La euforia se apoderó de la sociedad que había logrado el sueño de la inmortalidad, se distribuyeron grandes cantidades de pastillas milagrosas que nos situaban a salvo de la enfermedad. Se construyeron lujosas residencias para la gente mayor, que en aquel momento ya no podía trabajar y que sin embargo estarían siempre presentes. Estaban atendidas por personal amable y cariñoso, lo que les permitía disfrutar de una vida que supuestamente iba a ser eterna. Poco a poco, fueron apareciendo opiniones aisladas en los medios de comunicación, sobre la dificultad de sostener aquella situación de forma indefinida y él sintió el peligro cuando se aprobó una ley que les eximía de la “penosa obligación de ir a votar”. Poco a poco aquellas instituciones fueron cayendo en el abandono, se le dedicaba cada vez menos dinero, porque en opinión de “las clases productivas”, los jóvenes naturalmente, eran excesivamente costosas y le exigían impuestos onerosos. Él vio venir el peligro, comenzó a acumular pastillas, y fue viendo como las residencias se convertían en guetos y antes de que decidieran cerrarlas, una noche huyó. Tras unos años vagabundeando, volvió a su barrio de siempre, ahora contaminado y abandonado al lado del río que carecía de ningún atisbo de vida. Sabía que era cuestión de tiempo, que más tarde o más temprano lo encontrarían y acabarían con él.

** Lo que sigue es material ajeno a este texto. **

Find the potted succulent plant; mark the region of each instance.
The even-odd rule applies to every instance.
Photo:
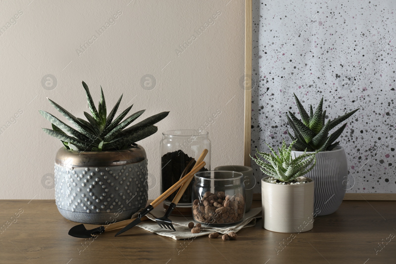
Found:
[[[294,95],[302,121],[289,111],[287,121],[294,132],[294,136],[287,131],[295,141],[292,150],[295,157],[308,152],[318,151],[316,155],[317,165],[307,175],[315,180],[315,208],[319,209],[318,215],[333,213],[338,209],[345,194],[348,182],[348,164],[344,148],[339,146],[340,141],[334,142],[346,126],[343,125],[332,134],[333,128],[359,110],[325,122],[326,110],[323,111],[322,97],[315,112],[310,105],[308,114],[300,101]]]
[[[45,132],[62,141],[55,165],[55,197],[59,211],[76,222],[103,224],[130,218],[147,201],[147,160],[144,148],[135,142],[157,131],[153,125],[169,112],[149,117],[127,128],[145,112],[122,120],[131,106],[116,117],[122,95],[107,115],[103,91],[97,109],[84,82],[91,114],[86,120],[76,118],[48,99],[55,108],[76,127],[42,110],[52,123]],[[118,217],[116,218],[114,216]]]
[[[257,152],[251,157],[268,177],[261,179],[263,227],[281,233],[305,232],[313,227],[314,180],[303,177],[315,166],[316,152],[293,158],[284,140],[277,154]],[[269,163],[259,159],[259,155]]]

Lo que escuchaba era el Vals Triste de Sibelius y se maravillaba de que en una memoria destrozada, fuera capaz de seguir todas las notas con la misma precisión que si tuviese delante el pentagrama, podía oler a su mujer y sentir su aliento en la mejilla, recordaba su risa y podía ver con nitidez la mesa de Navidad, sus manteles de hilo y sus copas de cristal tallado, los niños con la ilusión en su mirada (¡Qué habría sido de ellos!), veía luces del árbol y el nacimiento, y en su paladar sintió de forma tan intensa el sabor de la compota de Navidad, que le obligó a tragar saliva.
Cada vez bailaba con más energía y el suelo crujía con estruendo amenazando con venirse abajo, pero él no escuchaba nada de esto, estaba en su mundo confortable y cuando oyó los ladridos pensó que antes de acostarse tendría que sacar a pasear al perro. Una luz le cegó, sintió un estampido y un dolor agudo en el pecho. Los ladridos eran ahora ensordecedores se desplomó y sintió como su boca se llenaba de nuevo, pero esta vez del sabor dulce de la sangre. El tumulto se hacía más lejano y poco a poco las voces callaban y sólo quedaban algunas risas que cesaron súbitamente justo antes de que detrás de la luz cegadora comenzaran a cantar Noche de Paz.